The health improvement programme is one way to do that. Its main role is to develop the programme to improve the health of the local population. We have highlighted key national priorities for heart disease, cancer and mental health, but local areas must look at their own strengths and weaknesses and at their needs and set their own priorities. We expect areas that have problems with asthma care to address them as part of the health improvement programmes. Many already recognise the needs of people with asthma.

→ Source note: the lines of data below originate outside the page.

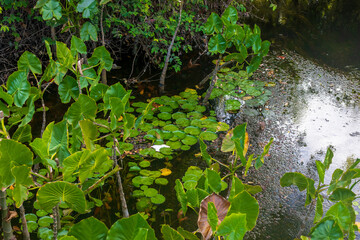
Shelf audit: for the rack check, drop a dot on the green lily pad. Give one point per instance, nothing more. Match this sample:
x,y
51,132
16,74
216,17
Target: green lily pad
x,y
189,140
193,130
171,127
164,116
161,181
183,122
208,136
174,145
158,199
178,115
150,192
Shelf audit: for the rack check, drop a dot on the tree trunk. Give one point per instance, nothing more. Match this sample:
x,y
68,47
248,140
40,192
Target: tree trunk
x,y
163,74
6,224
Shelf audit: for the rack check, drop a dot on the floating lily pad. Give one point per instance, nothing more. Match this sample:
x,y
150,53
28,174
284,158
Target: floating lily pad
x,y
161,181
185,147
178,115
158,199
144,164
183,122
164,116
165,109
180,134
150,192
208,135
174,145
189,140
192,130
171,127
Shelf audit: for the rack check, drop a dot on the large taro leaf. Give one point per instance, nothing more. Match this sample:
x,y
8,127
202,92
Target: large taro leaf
x,y
326,230
294,178
59,141
68,88
221,205
64,55
84,108
18,86
51,194
51,9
217,44
247,204
129,228
88,31
233,227
170,234
103,56
12,154
28,61
89,228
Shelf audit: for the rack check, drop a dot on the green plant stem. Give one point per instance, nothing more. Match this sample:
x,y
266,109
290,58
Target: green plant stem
x,y
118,177
102,179
213,81
26,234
6,223
163,74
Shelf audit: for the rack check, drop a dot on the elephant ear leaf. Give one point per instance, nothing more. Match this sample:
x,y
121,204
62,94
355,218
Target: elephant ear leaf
x,y
54,193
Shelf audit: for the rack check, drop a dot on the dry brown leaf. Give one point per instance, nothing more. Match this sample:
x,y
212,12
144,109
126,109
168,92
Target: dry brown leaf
x,y
222,206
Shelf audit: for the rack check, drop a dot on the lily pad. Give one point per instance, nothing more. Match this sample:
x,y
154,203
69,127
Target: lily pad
x,y
189,140
183,122
208,136
193,130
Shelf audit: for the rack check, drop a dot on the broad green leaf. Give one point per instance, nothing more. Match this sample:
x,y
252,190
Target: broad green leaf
x,y
103,56
28,61
170,234
205,155
327,230
116,90
23,134
64,55
128,228
12,154
254,64
77,46
98,91
51,194
89,228
214,180
294,178
212,216
341,215
342,194
321,170
84,108
181,195
247,204
319,209
19,87
59,141
213,23
51,9
230,15
88,31
68,88
233,227
87,8
328,158
217,44
89,132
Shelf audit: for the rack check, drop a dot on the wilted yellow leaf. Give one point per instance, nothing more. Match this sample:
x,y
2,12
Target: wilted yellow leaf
x,y
165,172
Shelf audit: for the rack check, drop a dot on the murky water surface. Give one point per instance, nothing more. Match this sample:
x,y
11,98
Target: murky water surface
x,y
313,107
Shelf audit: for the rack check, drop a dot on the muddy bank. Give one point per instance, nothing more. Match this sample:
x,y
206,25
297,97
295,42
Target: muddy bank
x,y
313,107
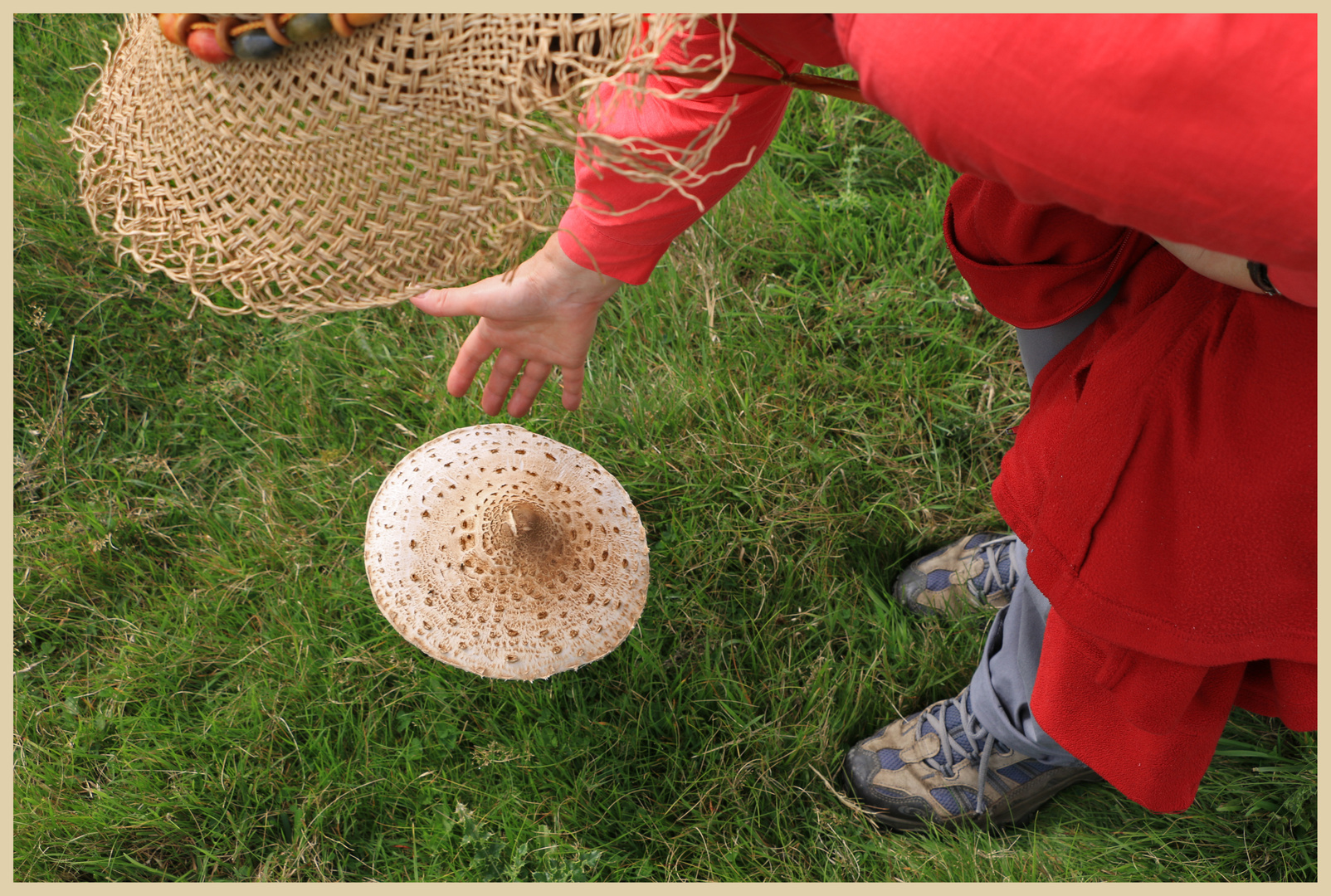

The hon. Gentleman mentioned other examples. I know that primary care groups in Croydon and west Kent have identified asthma as a key local priority, and a scheme in Cornwall involves giving grants to councils to fund central heating and insulation improvements for homes occupied by families with children suffering from asthma.

To make a long-term difference, we must tackle prevention as well as treatment, which means taking action on smoking. That is why we have done so much to reduce smoking and have taken action in schools as part of the national healthy schools programme and the national healthy schools standard to help pupils to understand and manage their own illnesses. We are also undertaking more research, because the hon. Gentleman is right: we must know about this illness and the difference that we can make.

We are addressing many of the hon. Gentleman's concerns. I hope that we shall continue to do so, because this is clearly an important issue for many children and families across the country.

It being One o'clock, the motion for the Adjournment of the sitting lapsed, without Question put.